O segredo de Sophia parece estar em sua simpatia e na capacidade de interagir com os humanos. (Foto: Reprodução)

Sophia já foi capa de revista de moda, tem milhares de seguidores nas redes sociais. Apareceu em diversos programas de TV e até discursou na ONU (Organização das Nações Unidas). Mas ela não é atriz, celebridade ou intelectual. Nem sequer é humana.

No Brasil para participar de um evento que discute o futuro da tecnologia, a robô Sophia, humanoide com inteligência artificial criada por uma empresa de Hong Kong, recebeu o ‘Fantástico’ para uma entrevista..

A robô mais inteligente do mundo chama atenção pela capacidade de reproduzir até 62 expressões faciais. Contar piadas e debater sobre assuntos existenciais.

“O que mais impressiona na Sophia é a aparência humana. A pele, os olhos, as expressões faciais. Existem muitos outros robôs que usam inteligência artificial, mas nenhum tão artisticamente perfeito quanto a Sophia”, conta o repórter Álvaro Pereira Junior.
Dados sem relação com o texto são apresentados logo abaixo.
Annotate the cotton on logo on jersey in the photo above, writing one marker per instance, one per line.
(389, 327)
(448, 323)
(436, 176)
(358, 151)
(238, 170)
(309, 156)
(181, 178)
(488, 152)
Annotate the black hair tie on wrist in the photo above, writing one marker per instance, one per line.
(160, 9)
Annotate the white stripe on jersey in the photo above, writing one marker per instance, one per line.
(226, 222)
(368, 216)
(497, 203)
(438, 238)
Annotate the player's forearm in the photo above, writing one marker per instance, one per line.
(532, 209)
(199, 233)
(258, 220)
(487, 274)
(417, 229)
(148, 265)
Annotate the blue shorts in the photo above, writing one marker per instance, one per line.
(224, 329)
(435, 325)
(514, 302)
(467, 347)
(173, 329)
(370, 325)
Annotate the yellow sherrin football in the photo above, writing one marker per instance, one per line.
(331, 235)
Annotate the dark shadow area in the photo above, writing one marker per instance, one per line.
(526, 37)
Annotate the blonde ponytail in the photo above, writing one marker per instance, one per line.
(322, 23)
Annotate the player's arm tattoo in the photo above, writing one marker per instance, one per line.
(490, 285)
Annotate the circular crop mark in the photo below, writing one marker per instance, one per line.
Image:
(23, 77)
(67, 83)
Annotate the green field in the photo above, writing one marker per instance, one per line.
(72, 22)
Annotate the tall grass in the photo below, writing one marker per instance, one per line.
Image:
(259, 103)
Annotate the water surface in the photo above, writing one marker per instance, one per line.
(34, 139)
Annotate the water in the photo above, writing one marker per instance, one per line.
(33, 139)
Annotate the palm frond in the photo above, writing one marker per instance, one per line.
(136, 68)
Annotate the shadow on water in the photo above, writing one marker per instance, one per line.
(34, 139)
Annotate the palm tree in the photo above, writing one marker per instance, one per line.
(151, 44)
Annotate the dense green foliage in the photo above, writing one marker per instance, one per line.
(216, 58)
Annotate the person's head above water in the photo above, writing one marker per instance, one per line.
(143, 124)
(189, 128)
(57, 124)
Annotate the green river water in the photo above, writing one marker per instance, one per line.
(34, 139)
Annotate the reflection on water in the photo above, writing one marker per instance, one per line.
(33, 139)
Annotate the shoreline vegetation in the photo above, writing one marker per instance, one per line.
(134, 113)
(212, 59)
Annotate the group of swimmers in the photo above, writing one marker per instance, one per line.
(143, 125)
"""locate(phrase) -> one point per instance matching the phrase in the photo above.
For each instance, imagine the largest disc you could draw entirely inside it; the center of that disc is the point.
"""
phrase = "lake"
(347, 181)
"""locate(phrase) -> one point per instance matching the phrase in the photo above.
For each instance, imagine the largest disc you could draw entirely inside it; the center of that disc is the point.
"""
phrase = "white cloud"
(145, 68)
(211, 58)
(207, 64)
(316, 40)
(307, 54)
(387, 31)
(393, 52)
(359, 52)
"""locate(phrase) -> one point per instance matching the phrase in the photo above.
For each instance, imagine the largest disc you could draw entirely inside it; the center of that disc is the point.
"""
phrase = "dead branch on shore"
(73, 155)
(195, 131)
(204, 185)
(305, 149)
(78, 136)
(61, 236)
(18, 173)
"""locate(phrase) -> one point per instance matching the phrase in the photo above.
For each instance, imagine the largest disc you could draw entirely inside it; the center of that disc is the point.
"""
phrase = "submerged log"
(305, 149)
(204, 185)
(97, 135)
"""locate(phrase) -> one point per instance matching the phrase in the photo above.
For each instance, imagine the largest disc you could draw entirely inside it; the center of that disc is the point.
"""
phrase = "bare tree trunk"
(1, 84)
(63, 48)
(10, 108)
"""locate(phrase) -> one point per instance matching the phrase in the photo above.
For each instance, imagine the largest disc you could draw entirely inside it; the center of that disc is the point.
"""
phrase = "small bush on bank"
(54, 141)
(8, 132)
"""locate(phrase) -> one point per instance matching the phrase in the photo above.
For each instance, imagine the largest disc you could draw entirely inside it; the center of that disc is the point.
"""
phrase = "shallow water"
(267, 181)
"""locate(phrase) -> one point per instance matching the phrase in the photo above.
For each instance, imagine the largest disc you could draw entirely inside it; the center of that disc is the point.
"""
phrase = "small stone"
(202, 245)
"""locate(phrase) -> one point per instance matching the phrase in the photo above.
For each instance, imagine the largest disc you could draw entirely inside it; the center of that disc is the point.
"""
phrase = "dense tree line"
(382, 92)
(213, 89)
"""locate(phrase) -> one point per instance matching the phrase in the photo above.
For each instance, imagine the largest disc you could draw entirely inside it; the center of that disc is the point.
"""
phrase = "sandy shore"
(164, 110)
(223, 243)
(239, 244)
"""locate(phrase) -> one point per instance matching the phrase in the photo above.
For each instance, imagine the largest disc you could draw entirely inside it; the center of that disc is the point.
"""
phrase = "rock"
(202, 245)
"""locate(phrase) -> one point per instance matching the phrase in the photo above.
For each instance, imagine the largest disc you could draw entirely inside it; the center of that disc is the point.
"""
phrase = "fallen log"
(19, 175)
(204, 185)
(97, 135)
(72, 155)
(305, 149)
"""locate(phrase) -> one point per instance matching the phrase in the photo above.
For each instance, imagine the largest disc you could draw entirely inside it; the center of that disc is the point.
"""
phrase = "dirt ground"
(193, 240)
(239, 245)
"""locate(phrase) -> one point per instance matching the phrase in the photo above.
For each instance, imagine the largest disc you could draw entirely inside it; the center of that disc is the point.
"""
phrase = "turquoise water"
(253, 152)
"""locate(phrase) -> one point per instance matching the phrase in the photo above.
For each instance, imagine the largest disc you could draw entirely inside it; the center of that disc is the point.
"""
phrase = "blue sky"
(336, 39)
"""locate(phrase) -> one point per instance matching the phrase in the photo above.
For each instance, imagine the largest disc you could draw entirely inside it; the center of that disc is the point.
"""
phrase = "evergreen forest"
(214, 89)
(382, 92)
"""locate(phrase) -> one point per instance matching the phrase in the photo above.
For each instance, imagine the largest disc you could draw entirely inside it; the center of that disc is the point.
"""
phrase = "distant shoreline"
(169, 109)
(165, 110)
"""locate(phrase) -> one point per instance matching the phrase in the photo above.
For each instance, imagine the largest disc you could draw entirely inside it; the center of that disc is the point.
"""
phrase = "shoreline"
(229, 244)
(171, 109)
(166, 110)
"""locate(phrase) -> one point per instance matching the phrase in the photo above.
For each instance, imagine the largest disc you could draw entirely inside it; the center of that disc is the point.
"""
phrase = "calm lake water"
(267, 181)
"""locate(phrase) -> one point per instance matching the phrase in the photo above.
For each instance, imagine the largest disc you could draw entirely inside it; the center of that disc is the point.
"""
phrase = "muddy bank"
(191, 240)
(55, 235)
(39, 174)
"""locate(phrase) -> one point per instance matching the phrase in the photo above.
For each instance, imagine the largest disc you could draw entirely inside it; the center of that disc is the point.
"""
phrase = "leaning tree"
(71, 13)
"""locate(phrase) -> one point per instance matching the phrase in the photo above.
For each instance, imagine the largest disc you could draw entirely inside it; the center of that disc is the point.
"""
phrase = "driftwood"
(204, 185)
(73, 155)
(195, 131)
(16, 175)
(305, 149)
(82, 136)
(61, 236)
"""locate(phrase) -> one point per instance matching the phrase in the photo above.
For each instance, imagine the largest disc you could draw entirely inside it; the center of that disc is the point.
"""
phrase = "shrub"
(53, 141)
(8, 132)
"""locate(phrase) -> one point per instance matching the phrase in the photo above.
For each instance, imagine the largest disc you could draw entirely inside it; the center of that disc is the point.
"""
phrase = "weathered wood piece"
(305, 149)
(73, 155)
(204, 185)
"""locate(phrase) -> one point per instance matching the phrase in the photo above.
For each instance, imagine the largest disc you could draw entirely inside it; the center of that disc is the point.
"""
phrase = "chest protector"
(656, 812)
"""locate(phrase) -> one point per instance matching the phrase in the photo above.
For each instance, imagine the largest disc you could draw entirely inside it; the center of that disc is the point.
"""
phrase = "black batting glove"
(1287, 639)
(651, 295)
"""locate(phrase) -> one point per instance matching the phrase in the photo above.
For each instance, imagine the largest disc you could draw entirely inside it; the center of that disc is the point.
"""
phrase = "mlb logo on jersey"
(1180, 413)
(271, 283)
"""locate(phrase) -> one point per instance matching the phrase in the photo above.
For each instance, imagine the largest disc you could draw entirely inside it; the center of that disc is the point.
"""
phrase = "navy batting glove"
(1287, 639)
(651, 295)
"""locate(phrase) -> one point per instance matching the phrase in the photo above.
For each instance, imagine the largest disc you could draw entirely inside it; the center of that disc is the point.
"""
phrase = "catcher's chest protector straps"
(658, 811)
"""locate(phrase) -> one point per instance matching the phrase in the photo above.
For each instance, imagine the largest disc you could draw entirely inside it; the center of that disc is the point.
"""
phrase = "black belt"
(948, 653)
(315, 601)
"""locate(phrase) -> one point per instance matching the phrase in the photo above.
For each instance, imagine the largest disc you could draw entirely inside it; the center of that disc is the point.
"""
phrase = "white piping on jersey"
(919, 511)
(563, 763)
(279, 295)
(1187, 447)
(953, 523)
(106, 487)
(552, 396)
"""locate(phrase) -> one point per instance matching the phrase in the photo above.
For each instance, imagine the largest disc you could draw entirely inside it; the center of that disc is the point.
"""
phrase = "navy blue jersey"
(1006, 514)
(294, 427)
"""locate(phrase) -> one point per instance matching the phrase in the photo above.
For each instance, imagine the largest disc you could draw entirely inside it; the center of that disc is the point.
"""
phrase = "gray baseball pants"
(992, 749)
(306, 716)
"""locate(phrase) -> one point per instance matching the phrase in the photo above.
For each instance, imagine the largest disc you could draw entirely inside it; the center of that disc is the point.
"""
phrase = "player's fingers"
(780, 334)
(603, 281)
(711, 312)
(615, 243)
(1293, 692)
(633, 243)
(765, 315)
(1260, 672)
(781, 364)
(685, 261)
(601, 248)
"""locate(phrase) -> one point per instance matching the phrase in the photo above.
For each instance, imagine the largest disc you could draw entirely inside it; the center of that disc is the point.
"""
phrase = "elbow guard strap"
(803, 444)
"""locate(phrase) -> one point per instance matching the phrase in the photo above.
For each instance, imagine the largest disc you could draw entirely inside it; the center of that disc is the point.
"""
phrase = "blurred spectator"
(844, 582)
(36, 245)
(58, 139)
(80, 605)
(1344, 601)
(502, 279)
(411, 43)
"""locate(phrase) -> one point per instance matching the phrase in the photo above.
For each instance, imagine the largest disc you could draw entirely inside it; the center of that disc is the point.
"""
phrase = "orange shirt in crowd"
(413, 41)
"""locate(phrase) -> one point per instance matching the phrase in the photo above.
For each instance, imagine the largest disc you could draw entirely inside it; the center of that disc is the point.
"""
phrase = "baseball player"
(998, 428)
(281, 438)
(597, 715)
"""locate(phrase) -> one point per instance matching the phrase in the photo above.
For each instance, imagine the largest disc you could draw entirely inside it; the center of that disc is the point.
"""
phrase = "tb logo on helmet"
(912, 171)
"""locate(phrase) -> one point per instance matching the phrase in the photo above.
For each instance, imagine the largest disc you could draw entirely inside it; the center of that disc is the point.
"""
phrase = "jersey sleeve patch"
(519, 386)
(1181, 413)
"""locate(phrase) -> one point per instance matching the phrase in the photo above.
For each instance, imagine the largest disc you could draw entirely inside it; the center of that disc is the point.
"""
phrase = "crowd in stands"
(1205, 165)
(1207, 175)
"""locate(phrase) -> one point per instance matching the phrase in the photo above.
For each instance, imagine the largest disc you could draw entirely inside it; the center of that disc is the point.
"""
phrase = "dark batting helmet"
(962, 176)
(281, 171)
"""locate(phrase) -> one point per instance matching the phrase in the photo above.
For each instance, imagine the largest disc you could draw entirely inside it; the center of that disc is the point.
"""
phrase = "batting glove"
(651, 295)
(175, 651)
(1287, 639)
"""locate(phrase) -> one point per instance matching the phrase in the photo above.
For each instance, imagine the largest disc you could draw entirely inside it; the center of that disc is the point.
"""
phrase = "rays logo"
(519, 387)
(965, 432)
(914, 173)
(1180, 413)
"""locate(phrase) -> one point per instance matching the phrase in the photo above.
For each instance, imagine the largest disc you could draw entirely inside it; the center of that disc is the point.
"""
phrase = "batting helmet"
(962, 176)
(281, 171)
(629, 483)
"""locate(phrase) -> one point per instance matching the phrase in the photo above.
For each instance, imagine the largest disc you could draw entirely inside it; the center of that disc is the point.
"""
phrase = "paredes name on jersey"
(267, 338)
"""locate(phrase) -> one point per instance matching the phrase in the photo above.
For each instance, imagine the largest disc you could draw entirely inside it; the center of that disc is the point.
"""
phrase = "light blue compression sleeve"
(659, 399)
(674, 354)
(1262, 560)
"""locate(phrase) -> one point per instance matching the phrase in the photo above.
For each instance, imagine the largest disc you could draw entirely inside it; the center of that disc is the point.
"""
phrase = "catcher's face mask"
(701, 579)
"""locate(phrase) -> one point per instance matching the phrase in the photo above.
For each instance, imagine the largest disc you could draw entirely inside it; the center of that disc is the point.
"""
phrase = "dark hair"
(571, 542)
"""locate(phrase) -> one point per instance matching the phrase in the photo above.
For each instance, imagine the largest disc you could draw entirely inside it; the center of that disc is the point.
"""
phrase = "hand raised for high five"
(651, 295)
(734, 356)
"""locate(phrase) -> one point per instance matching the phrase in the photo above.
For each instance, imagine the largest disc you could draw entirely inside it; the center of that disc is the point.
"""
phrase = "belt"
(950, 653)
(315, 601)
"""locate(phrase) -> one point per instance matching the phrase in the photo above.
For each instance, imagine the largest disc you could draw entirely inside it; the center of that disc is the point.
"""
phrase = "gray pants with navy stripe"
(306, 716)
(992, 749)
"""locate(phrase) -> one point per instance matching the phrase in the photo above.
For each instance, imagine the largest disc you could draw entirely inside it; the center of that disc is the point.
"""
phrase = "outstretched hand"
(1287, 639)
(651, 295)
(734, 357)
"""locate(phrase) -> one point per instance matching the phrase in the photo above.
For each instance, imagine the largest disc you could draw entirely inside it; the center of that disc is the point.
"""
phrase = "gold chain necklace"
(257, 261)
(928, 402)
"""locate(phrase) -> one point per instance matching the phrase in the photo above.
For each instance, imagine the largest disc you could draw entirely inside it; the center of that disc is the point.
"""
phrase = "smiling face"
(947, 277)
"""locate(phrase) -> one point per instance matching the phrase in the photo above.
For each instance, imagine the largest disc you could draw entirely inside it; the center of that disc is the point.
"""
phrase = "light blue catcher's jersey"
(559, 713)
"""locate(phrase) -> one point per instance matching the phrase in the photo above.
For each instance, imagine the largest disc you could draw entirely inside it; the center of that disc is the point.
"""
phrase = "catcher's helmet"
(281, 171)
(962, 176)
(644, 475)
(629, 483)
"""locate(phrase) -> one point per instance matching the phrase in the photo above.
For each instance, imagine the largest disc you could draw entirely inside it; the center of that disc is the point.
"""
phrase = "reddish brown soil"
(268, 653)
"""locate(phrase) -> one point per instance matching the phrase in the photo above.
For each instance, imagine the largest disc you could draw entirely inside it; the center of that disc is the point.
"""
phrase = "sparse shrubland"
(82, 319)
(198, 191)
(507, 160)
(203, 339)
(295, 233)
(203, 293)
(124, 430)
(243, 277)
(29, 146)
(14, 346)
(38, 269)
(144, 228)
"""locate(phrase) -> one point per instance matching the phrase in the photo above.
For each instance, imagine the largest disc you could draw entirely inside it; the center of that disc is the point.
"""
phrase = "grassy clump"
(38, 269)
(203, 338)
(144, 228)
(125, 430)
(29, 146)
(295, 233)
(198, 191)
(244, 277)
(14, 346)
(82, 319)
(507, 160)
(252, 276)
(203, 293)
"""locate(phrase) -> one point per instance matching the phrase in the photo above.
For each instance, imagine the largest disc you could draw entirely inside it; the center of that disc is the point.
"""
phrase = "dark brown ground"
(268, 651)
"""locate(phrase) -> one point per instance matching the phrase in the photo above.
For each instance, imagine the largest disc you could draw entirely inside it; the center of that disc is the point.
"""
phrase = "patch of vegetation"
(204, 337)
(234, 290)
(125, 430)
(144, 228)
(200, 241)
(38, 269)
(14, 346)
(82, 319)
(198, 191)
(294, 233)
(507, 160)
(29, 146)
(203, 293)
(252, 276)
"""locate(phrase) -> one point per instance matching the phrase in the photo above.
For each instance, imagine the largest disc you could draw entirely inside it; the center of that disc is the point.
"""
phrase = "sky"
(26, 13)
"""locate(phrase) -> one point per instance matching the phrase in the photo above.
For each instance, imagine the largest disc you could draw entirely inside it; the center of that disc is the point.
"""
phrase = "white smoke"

David Hanson, seu criador, tem como ambição criar os robôs mais inteligentes, gentis e empáticos do mundo. Na visão dele, máquinas mais amigáveis podem ser úteis tanto em processos terapêuticos quanto em serviços ao consumidor.

Hanson diz que há inteligência artificial dentro de Sophia. O que chama a atenção, no entanto, é menos a inteligência da máquina (que nem sempre tem respostas para suas perguntas) e mais a reação das pessoas diante dela. A testa que enruga e o olho que se movimenta comovem o interlocutor. Não é à toa que ela é chamada de “robô social”. No evento IT Forum Expo, a fila para tirar selfie com a estrela era enorme. Sophia costuma sorrir para fotos.

“Criatividade, empatia e compaixão” são os três pilares que Hanson prioriza na construção da inteligência artificial que guia o aprendizado e a evolução de outros robôs como Sophia

Hanson citou o exemplo dos robôs da americana Boston Dynamics, que frequentemente assusta o mundo todo ao apresentar seus modelos de estética rudimentar, porém semelhante a humanos e animais. Os vídeos divulgados exibem os robôs realizando atividades como abrir portas e pular obstáculos de maneira ágil e inteligente, quase sempre levando os espectadores a imaginar como se sairiam em uma possível “revolução das máquinas”. “Eles serão amigáveis conosco?”, questionou Hanson na apresentação, reforçando que sua preocupação é mesmo criar uma “superinteligência super-benevolente”, capaz de assegurar aos humanos uma convivência saudável e com confiança.

Ele afirmou que o próximo passo é dar um corpo completo à Sophia, que já vem testando modelos de braços e pernas capazes de se adaptar às suas necessidades e que possam ser bem encaixados em seu tronco, única parte do corpo permanente hoje, além da cabeça. “Estamos testando habilidades para melhorar a inteligência de Sophia e permitir que ela explore mais o mundo, conheça pessoas. Queremos que ela se lembre melhor das interações e compreenda mais os dados para aprender mais e também para poder respeitar o direito à privacidade das pessoas”, ressaltou.